A murder weapon is found, burnt photos recovered in the dustbin outside Maya’s house, but as Dev begins talking to Vikram and Maya, we see what transpired in the posh house from two perspectives — Vikram’s story points the finger at Maya, while Maya’s story pins the murder on him. As Dev and we ponder — Vikram seems to have no motive to kill Sidharth, but Maya, being the wife could have reason to, but then Vikram fled one crime scene, and was found at another on the same night — we are distracted by the flickering tubelight in the interrogation room, junior cops who keep falling asleep, cops and their need for tea, even at a crime scene, small things add zing to this rather intense and bloody suspense thriller. All the while we also get clues and glimpses of character traits that feed into our own prejudices — at times about a rich, seemingly cold woman, and at times about a desperate writer who has another case pending against him.

Ittefaq’s screenplay is littered with hints about two murder suspects. In the way that Vikram tells the story of what transpired in Maya’s flat, and the way Maya tells it, are embedded lovely, small details — like where the first-aid box was kept — that lead us one way and then another. He was trying to kill me, says Maya. She was trying to seduce me, says Vikram. First Maya’s house, her clothes, her diamonds nail her, and then Vikram’s indifference to a rape victim bothers us. Dev cracks it and the film flat-lines, till it starts beeping again, urgently… At the end it needed one more ittefaq to clinch it for us.
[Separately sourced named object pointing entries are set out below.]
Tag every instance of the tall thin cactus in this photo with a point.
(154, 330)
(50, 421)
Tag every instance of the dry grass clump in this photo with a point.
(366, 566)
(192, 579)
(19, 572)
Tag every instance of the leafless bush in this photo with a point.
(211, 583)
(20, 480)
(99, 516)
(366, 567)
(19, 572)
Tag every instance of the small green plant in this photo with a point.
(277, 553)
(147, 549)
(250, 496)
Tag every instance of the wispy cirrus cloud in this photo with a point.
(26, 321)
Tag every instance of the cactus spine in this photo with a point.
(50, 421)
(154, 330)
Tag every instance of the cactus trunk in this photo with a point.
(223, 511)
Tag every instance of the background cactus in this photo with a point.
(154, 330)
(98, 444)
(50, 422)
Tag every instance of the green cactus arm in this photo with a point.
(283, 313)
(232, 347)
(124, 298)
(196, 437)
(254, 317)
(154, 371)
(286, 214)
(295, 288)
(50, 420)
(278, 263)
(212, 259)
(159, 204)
Ittefaq has some purportedly scientific explanations — like the one about a head injury and height of the assailant — which is just bogus blah-blah, words spoken by a man wearing an officious look or a lab coat while pointing at a human bust.
Barring this gibberish masquerading as intelligent investigation, the film’s screenplay is smart, clever. I both cringed and smiled at the choice of the author’s name. But I laughed out loud at this fabulous comment by a cop to a hassled man who is being dragged to the thana — “If you are right, there is nothing wrong”, and at Dev’s irritated reaction to a dysfunctional lift door and the annoying, repetitive instructions of a dismembered, female voice. It’s this ordinary chatter that adds a sublime, fun layer to Ittefaq — a layer made up of silly, slightly inept authority investigating cunning evil. We identify with the warm, bumbling but morally simple cops.

Ittefaq entrusts all its cracking scenes and lines to an efficient ensemble of actors. All are very good, Sonakshi Sinha and Akshaye Khanna especially so. Sonakshi Sinha is able to add complexity to her character and keeps leading us astray, all the while playing at our own silly, fatuous belief that we can judge people’s intent by their clothes, expressions and circumstances. She creates depth, nuance with slight movements, expressions, postures, and the camera stays on her face watching, wondering what’s going on, what’s she thinking, like it does on Akshaye’s.

It doesn’t stare at Sidharth so much because he doesn’t yet have it in him to create an interior world that at times flashes across his face like it does on Sonakshi’s. Sidharth Malhotra is just an efficient, good-looking dude. Akshaye Khanna, who often makes do with his own peculiar brand of hamming which involves wriggly eyebrows and a mouth pursed in I’m-taking-my-own-sweet-time-to- brood, is in great form here. He seems, well, free of his own annoying, smug haughtiness, and plays Dev lightly, with a casual dash of humour. His Dev, a cop and a family man (wife Mandira Bedi and a framed photo of two kids), is the one who gently holds Ittefaq together by being its warm, smart, moral core.